Pubblicato: 06/03/1992 In vigore dal: 25/02/1992 Documento ufficiale

Quali sono i presupposti e le condizioni per ottenere l'indennizzo previsto dalla Legge 210/1992 per i danni da vaccinazione?

Spiegato da FiscoAI
La Legge 210/1992 istituisce un sistema di indennizzo a favore di soggetti che hanno subito danni permanenti alla loro integrità psico-fisica a causa di vaccinazioni obbligatorie, trasfusioni di sangue o somministrazione di emoderivati. Il diritto all'indennizzo si applica quando il danno sia irreversibile e documentato, e spetta sia ai danneggiati diretti che, in alcuni casi, ai loro familiari (coniuge e figli contagiati).
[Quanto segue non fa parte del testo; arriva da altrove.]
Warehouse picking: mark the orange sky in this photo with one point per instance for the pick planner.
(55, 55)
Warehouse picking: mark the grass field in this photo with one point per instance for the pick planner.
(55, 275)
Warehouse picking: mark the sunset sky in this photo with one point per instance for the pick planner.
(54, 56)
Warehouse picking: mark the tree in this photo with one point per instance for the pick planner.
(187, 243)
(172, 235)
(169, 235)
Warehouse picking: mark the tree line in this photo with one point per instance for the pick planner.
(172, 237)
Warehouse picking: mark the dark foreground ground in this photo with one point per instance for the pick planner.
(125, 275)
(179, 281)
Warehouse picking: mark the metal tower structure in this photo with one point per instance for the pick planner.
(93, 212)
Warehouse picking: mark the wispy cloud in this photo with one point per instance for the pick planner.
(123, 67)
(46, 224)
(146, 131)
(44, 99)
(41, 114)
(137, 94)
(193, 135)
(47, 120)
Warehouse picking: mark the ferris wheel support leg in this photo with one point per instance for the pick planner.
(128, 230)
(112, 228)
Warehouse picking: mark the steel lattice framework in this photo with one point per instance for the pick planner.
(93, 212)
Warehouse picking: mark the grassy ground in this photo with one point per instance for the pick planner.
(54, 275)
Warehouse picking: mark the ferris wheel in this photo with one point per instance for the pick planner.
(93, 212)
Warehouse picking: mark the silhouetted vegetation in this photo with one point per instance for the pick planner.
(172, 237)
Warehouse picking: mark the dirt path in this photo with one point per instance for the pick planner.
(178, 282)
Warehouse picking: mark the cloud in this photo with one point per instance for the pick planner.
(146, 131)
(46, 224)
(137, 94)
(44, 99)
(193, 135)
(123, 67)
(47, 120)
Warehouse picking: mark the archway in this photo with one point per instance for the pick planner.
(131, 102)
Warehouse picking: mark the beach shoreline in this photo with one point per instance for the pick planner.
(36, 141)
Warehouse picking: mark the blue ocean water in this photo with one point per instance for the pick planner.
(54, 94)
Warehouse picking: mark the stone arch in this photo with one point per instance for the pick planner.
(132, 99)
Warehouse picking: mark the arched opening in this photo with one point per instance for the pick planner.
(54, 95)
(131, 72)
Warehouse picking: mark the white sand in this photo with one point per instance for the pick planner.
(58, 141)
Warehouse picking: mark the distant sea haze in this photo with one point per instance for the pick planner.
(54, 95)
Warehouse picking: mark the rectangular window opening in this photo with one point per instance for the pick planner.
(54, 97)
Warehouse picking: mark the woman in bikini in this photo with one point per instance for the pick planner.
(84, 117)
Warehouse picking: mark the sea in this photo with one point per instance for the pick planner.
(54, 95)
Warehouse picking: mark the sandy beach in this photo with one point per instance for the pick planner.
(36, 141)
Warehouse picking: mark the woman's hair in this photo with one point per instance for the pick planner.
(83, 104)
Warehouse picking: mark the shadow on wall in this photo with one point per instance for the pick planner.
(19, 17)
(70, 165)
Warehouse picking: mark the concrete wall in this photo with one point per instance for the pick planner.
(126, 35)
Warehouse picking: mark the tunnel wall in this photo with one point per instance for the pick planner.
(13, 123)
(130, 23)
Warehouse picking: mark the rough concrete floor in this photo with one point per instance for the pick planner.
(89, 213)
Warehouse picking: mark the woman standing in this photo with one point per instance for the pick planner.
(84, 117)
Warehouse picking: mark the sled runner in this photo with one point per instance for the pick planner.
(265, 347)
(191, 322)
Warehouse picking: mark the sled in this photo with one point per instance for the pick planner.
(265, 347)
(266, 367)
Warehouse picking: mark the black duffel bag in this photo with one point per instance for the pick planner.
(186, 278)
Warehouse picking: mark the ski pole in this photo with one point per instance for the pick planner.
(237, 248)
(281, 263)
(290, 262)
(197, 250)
Nel corso degli anni, la Corte Costituzionale ha esteso progressivamente l'ambito di applicazione della legge, includendo vaccinazioni inizialmente non previste (antipoliomielitica, antiepatite B, antinfluenzale, anti-HPV, anti-epatite A) e, dal 2021, anche la vaccinazione anti SARS-CoV-2 raccomandata dall'autorità sanitaria italiana. L'indennizzo consiste in un assegno reversibile per quindici anni, determinato secondo la tabella B della Legge 177/1976, rivalutato annualmente in base all'inflazione programmata, ed è cumulabile con altri emolumenti. I beneficiari sono inoltre esentati dalla partecipazione alla spesa sanitaria per le prestazioni necessarie alla diagnosi e cura delle patologie coperte dalla legge.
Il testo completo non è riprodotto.